I can watch Federal Hill from the balcony, and the harbor from the window in the dining room, there at the top of the museum.
I can listen to people and look at people and talk to people and think about people. But I’ll probably just look at Federal Hill under ghoulish lights, and the harbor under dense fog.
There at the top of the museum.
And the sides are all made of glass, and there are enormous machines whose only function is to inspire and look beautiful. They exist to furnish our minds with colorful little thoughts we can put in our pockets and hold up to the sun.
And I will look down on the garden full of wooden animals and stone faces, there at the top of the museum.
Later there will be laughing and singing and the drinking of more and more and more beer. And my face will be behind a mask to commemorate a useless holiday, and to uphold a ludicrous tradition.
*
A brief sojourn to the mountains of Virginia on November twenty-sixth. I will be alive, then, for maybe two or three days, alive with my dear Cousins, and awake in their thoughts. And we will feel spirited and electrified for a basketful of hours, and a handful of days. We’ll talk about the cold air and the trees and the animals. We’ll point out just how much of a God damned genius Shigesato Itoi is, there at the top of a mountain.

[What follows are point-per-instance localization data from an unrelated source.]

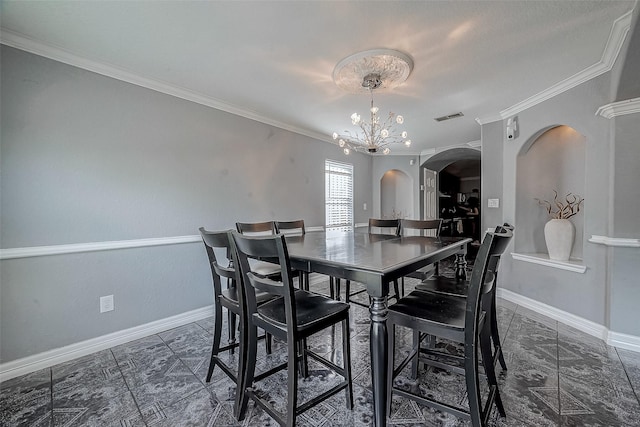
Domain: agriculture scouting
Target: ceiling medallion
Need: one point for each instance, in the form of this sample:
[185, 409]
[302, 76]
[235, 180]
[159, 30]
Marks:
[392, 66]
[365, 72]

We’ll hike and eat lung-bursting food.
*
A winter voyage to Japan on December twenty-ninth. I’ll fly away in the early morning and zip through timezones like solar systems. I will read books and drink hot tea and listen to music without words. I’ll watch the sun rise over Alaska, and the snows of Russia, there at the top of the world.
When I land, I’ll take a train into an enormous city lit up by yellow and green and red and blue. And I won’t say a word about the weight of my pack, and the cold at my ears and nose. I will dip my body into volcanic hellbroth and eat vegetables cooked in sesame oil. I will stare at the peak of Fuji at dusk, and say my nighttime prayers at the foot of friendly Buddhas.
The earth will spin on December thirty-first. And I will spin at the top of skyscrapers, and in the underground tunnels of trains. I will peel away the old year, and a new one will unceremoniously roar to life in one of the biggest cities in the world–
There in the last month of my childhood.